Harking back to common advice given for reducing HIV transmission, Fauci said, “The one thing you don’t want to do is make sure the person is feeling well.”
That is, if you’re going to hook up with someone from an app or meet up with a friend, asking the other person if they’re sick won’t help you assess risk much at all, partly because of asymptomatic cases. That is, people who get coronavirus without showing symptoms can still spread the disease.
“If everybody transmitted would only transmit when they’re sick, that would be much easier,” Fauci said. “But what we’re seeing, which becomes really problematic, is that there’s a considerable amount of transmission from an asymptomatic person. And we’ve got well-documented now, you know, that situation on the nuclear carrier, the Roosevelt, USS Roosevelt, where hundreds of sailors have gotten infected from people that were not sick. That’s tough.”
While one-on-one interactions do present some risk of transmitting the virus, public health officials are more focused on large gatherings of people – like concerts, church services, cruises – and places where people interact with each other and touch the same objects.

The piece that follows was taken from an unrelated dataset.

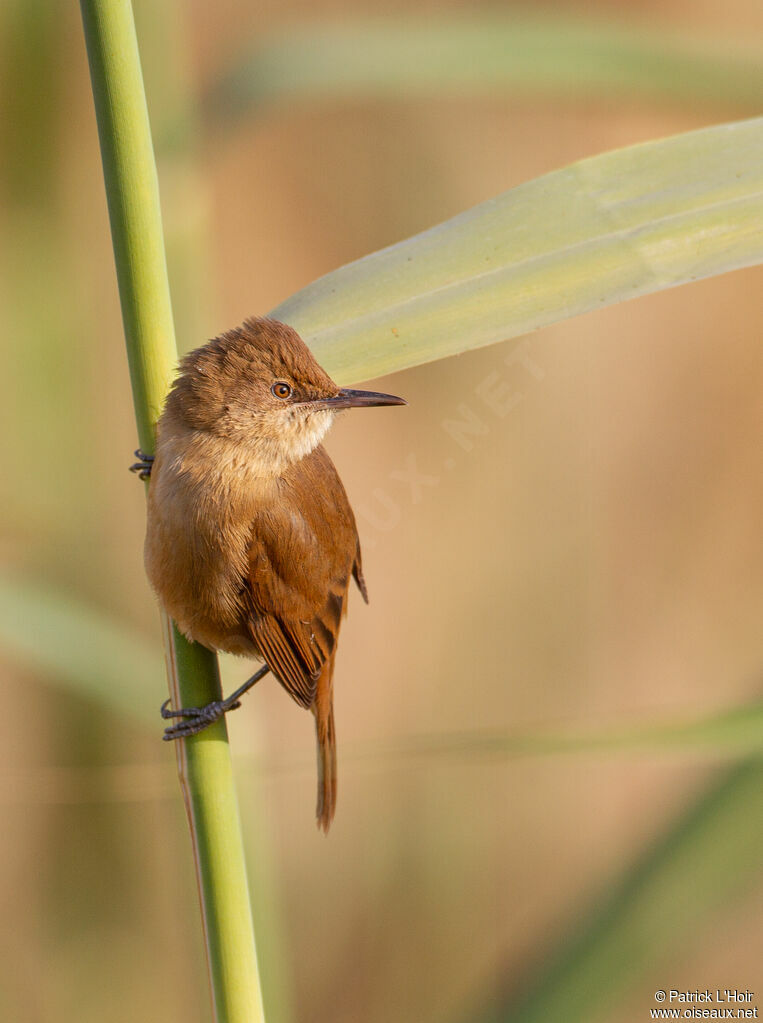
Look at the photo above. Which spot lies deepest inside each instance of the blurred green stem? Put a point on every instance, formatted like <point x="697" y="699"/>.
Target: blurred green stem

Large gatherings make Fauci “really nervous because outbreaks and clusters have been the things that have fueled outbreaks in different cities throughout the world.”
“One of the real tragic things was that in Wuhan, the city in which this virus emerged, at a time when it was clear that there was viral transmission in the community, the Chinese held a 40,000-person massive block party celebrating some Chinese festival,” he explained. “That just exploded it. And New Orleans had the Mardi Gras. Look what happened after the Mardi Gras.”